Global funds returning over 4% in 2018
Source: FE Analytics
Most of these funds (10 out of 13) parlayed their strong 2018 into a sector-beating six-year run. Between 1 January 2018 and 10 December 2024, six funds were top-quartile within the IA Global sector and another four funds were second quartile. All 13 lost money in 2022, however.
Only three actively managed global equity funds delivered positive absolute returns in the very different down markets of 2022 and 2018: JOHCM Global Opportunities, Lazard Global Equity Franchise fund and Heptagon Future Trends Hedged.
Leyland’s JOHCM Global Opportunities fund beat its benchmark by a wide margin in 2022, 2018 and 2015, when the benchmark returned a measly 3.3% but the fund climbed 13.7%.
However, the fund fell behind its benchmark and peers during the post-Covid recovery and then the tech-fuelled boom of the past two years. In short, performance diverges greatly from the benchmark.

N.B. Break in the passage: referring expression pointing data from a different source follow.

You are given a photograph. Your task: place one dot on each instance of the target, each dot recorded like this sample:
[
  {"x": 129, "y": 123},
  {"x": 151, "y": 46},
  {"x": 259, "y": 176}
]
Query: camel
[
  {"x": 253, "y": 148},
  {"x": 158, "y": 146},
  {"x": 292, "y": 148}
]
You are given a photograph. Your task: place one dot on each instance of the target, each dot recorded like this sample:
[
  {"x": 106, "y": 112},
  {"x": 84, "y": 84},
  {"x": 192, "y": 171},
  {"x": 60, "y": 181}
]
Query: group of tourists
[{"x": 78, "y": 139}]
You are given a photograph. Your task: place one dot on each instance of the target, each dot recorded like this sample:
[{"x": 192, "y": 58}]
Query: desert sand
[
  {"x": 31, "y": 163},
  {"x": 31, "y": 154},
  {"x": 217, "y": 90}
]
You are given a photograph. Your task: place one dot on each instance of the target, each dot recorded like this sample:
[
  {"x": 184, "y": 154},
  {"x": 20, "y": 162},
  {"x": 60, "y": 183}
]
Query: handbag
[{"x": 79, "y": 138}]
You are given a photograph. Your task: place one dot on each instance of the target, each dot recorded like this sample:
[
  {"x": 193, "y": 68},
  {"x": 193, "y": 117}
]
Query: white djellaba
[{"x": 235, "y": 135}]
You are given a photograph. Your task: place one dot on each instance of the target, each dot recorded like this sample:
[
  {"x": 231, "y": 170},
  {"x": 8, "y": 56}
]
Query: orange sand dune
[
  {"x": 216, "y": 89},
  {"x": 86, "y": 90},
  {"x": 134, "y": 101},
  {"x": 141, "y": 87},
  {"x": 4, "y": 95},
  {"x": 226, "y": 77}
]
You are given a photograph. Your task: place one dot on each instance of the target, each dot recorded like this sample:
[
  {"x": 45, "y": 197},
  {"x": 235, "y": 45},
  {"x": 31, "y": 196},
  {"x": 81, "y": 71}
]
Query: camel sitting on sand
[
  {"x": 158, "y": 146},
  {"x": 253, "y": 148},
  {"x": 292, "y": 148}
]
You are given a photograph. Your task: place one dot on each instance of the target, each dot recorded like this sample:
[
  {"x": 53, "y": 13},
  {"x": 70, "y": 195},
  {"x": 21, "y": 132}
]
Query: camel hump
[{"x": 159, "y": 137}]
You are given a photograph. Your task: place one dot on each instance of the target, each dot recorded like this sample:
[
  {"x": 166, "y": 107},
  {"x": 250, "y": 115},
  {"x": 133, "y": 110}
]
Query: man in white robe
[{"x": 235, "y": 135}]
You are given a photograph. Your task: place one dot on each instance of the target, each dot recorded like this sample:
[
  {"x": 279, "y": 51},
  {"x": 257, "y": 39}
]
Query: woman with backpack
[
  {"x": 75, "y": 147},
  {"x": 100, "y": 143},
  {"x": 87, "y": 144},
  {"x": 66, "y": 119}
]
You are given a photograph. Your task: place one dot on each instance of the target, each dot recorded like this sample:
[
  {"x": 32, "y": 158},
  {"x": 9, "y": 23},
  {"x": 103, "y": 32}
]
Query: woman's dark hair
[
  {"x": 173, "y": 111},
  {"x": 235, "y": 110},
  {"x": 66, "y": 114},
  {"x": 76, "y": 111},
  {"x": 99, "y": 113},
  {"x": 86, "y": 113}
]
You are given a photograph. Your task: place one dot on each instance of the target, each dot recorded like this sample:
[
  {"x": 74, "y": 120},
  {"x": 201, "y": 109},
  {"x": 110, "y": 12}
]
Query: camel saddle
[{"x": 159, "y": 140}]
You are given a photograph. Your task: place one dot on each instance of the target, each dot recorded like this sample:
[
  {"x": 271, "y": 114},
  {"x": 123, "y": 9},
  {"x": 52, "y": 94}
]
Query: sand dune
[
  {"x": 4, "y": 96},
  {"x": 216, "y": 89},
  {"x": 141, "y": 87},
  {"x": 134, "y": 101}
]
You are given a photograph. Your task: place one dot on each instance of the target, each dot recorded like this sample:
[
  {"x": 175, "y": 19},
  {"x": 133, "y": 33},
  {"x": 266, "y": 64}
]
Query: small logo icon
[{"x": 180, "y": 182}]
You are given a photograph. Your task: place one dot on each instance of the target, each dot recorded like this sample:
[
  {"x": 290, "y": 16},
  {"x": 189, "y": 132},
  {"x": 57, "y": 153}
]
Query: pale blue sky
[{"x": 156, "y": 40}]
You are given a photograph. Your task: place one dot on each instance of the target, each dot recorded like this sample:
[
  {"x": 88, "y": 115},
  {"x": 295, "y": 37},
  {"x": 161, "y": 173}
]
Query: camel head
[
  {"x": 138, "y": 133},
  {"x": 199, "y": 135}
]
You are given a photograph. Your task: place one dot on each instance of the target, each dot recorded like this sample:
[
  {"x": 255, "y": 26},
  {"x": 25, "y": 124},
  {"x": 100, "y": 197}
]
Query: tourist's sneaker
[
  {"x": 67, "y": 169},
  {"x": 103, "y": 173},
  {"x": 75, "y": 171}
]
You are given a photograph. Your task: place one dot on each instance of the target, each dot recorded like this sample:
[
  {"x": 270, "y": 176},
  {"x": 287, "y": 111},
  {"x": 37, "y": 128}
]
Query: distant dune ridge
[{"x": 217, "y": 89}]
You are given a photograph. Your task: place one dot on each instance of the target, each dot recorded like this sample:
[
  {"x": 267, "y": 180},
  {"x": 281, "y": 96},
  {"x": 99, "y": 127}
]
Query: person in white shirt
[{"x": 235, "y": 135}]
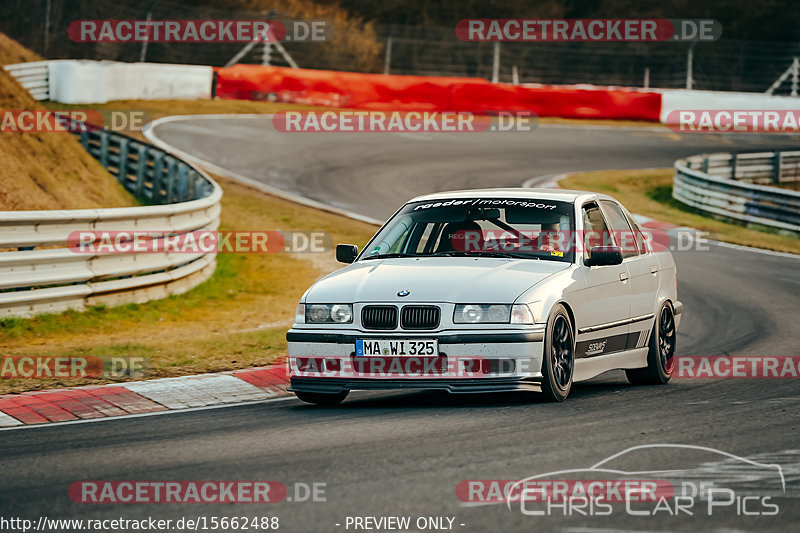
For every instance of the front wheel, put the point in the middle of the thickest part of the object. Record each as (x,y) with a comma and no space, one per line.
(661,353)
(322,398)
(558,362)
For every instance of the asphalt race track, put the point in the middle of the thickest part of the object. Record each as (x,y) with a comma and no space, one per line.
(403,454)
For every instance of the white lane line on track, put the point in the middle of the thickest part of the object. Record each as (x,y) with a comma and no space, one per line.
(553,179)
(142,415)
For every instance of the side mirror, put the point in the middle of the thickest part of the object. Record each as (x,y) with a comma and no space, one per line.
(346,253)
(604,256)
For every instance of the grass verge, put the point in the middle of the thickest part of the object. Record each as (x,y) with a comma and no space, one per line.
(649,192)
(237,319)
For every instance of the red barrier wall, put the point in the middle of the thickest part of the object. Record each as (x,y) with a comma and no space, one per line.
(432,93)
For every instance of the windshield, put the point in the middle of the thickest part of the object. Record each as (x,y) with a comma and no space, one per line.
(494,227)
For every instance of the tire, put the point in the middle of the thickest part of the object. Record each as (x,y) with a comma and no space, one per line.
(325,399)
(660,356)
(558,365)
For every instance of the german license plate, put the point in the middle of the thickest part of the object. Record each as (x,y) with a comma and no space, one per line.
(400,347)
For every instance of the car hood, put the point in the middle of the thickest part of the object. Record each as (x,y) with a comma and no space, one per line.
(433,279)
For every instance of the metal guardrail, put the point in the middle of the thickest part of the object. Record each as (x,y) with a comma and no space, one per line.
(34,76)
(44,275)
(733,186)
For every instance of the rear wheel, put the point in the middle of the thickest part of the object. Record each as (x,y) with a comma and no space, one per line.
(559,356)
(322,398)
(661,353)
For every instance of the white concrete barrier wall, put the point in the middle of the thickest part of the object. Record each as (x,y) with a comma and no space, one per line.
(97,82)
(673,100)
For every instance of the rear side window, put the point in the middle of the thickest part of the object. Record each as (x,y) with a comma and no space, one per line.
(595,230)
(624,236)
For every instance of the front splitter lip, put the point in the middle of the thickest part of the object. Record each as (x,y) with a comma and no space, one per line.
(463,386)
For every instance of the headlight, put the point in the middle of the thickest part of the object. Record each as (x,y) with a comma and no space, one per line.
(482,314)
(492,314)
(521,314)
(328,314)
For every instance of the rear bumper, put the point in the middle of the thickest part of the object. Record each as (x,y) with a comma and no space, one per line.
(482,385)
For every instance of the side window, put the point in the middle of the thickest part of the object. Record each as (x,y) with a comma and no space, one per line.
(623,234)
(595,230)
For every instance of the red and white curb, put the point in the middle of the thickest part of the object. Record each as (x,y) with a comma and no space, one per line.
(138,397)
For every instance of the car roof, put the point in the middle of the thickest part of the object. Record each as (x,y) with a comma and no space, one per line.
(564,195)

Further attesting to its defensive credentials, the fund’s downside capture ratio versus the MSCI ACWI was 24.3% for the three years to 30 November 2024 and 69.4% over 10 years.
Performance of fund vs sector and benchmark over 10yrs
Source: FE Analytics
The fund focuses on large multinational companies and its largest holdings are building materials manufacturer CRH, Sempra Energy, Canadian insurer Intact Financial, Deutsche Börse and tobacco giant Philip Morris International. The only member of the Magnificent Seven within its top 20 positions is Microsoft.
Leyland’s investment approach involves looking for areas encountering short-term difficulties or disruptions and laying down capital for long-term growth.
He believes supply chain disruption during Covid and Russia’s invasion of Ukraine highlighted vulnerabilities in globalised trade and Europe’s underinvestment in defence and energy security. To address this, the pendulum is swinging back towards capital expenditure, infrastructure, utilities, industrials and materials. Donald Trump’s policies are likely to accelerate these tailwinds, he said.
To find other managers with a track record of protecting capital in downturns, Trustnet canvassed fund selectors last week, who suggested Stewart Investors’ Asian and global strategies and Redwheel Global Equity Income, among others.